First I found the Otipoby Comanche Cemetery.
I flagged down the only other vehicle I saw and found my quest was behind the next clump of trees. The rain which had been lightly falling on and off during my search, turned into a down pour just as I found the cemetery. They didn't have spell check so the sign reads exactly as follows:
"APACHE INDIAN CEMETERIES - The roll call of chiefs, warriors, army scouts and families buried here include the most famous names in Apache history: Geronimo, whose daring band performed deeds unmatched since the days of Captian Kidd: Chief Loco of the Warm Springs who stood for peace: Chief Nana, the original desert fox. Chief Chihuahua of the Chiricahuas: and sons and grandsons of Mangus Colorados, Victorio, Cochise, Naiche and Juh and such noted scouts as Kaahteney, Chatto, Kayitah and Martine. Here also lie 12 of the 50 Apaches who were U. S. soldiers and scouts at Fort Sill. Linked with these men in the Indian Wars was a legion of Army greats - General Crook, Miles, Howard, Crawford, Gatewood, Lawton, Grierson and Leonard Wood. This cemetery on Beef Creek was established in 1894 by General Scott. Related cemeteries nearby are the Chief Chihuahua plot 1/4 nile north and Bailtso plot just south across the road. South Mangus and Domeah and, white interpreter George Wratten are buried in the Post Cemetery. Fort Sill, Oklahoma"

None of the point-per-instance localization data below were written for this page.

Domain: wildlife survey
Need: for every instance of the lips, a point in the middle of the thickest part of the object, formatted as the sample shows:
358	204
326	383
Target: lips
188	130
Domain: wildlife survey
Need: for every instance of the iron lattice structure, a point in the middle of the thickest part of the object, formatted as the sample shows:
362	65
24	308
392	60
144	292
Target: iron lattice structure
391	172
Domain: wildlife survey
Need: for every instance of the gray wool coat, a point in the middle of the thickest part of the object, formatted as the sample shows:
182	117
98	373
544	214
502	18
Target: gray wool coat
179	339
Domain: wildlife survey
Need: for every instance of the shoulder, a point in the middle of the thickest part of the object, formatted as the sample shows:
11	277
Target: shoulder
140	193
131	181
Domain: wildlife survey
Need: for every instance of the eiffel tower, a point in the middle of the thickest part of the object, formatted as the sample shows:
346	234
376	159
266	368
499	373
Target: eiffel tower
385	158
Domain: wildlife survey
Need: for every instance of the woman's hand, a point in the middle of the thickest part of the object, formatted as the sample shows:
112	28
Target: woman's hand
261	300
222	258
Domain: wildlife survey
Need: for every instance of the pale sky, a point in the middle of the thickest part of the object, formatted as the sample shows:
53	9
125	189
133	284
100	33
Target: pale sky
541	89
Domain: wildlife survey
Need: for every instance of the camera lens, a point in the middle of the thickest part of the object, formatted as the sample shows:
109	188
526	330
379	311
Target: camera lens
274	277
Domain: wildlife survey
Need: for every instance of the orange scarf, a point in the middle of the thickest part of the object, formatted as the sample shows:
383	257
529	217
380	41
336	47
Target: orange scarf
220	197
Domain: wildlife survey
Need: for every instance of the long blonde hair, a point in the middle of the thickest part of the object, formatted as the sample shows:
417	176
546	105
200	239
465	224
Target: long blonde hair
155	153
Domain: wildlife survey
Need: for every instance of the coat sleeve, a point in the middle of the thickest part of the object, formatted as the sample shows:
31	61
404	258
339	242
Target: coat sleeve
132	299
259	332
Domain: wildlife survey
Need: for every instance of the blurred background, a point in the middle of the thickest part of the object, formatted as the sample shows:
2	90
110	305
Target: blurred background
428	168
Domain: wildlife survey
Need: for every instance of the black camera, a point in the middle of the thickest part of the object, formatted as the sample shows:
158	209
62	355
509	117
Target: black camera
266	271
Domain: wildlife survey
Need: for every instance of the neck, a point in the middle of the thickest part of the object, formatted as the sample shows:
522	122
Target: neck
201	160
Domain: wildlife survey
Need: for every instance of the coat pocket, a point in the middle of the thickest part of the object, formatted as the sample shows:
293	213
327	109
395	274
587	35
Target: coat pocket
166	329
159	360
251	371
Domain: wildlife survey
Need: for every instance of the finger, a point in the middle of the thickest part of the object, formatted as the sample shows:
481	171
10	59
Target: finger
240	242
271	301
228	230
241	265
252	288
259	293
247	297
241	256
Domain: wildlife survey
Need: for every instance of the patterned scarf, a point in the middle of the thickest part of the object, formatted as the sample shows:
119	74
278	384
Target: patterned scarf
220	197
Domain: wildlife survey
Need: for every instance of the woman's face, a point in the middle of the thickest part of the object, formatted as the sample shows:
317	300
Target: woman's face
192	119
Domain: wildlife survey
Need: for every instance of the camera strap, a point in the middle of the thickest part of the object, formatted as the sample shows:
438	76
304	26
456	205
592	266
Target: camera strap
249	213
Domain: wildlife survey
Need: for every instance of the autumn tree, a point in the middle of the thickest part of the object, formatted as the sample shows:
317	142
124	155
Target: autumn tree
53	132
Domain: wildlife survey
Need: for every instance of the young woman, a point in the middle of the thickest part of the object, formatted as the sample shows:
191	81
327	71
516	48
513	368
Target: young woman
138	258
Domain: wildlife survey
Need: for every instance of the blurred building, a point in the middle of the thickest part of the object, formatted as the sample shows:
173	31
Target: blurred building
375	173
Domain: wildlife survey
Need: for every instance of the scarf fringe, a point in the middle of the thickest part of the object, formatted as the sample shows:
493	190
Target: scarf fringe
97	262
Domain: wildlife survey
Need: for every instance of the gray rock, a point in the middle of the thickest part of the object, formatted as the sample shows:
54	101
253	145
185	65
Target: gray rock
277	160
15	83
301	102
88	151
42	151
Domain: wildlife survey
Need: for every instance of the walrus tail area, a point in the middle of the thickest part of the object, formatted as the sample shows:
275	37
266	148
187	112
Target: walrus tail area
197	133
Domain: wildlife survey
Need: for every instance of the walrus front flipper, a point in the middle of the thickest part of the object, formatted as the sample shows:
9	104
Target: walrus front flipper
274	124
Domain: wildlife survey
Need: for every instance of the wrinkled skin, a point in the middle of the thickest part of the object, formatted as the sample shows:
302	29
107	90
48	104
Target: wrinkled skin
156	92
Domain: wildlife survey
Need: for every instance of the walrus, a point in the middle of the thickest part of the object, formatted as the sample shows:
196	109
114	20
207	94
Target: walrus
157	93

Once the rain slowed to a sprinkle, I took my camera and umbrella and went looking for Geronimo.
This was a nearby bush:
I headed back to the main part of the fort, to check out the museums. Inside the Old Post Guardhouse, erected in 1873, for a short time it was the holding facility for Geronimo.
This seven man bed was where the guards slept.
Children posing for the camera:
Part of Artillery Park: Atomic Annie - M65 Cannon capable of firing a nuclear device. The first and only nuclear shell to be fired was in 1953 as part of the Upshot-Knothole series of nuclear tests in Nevada.Inside the U.S. Army Field Artillery Museum:
A piece of the Berlin Wall:
Poor old Wind River...with a sign that reads: "Army Mule ca. 1930 - One of the last Army mules in regular service, Wind River was sent to a taxidermist after his death. Normally, taxidermists only mount big game or trophy animals so there was no form available for a mule. The taxidermist used what he thought was the closest animal, a zebra. That is why Wind River looks so unusual."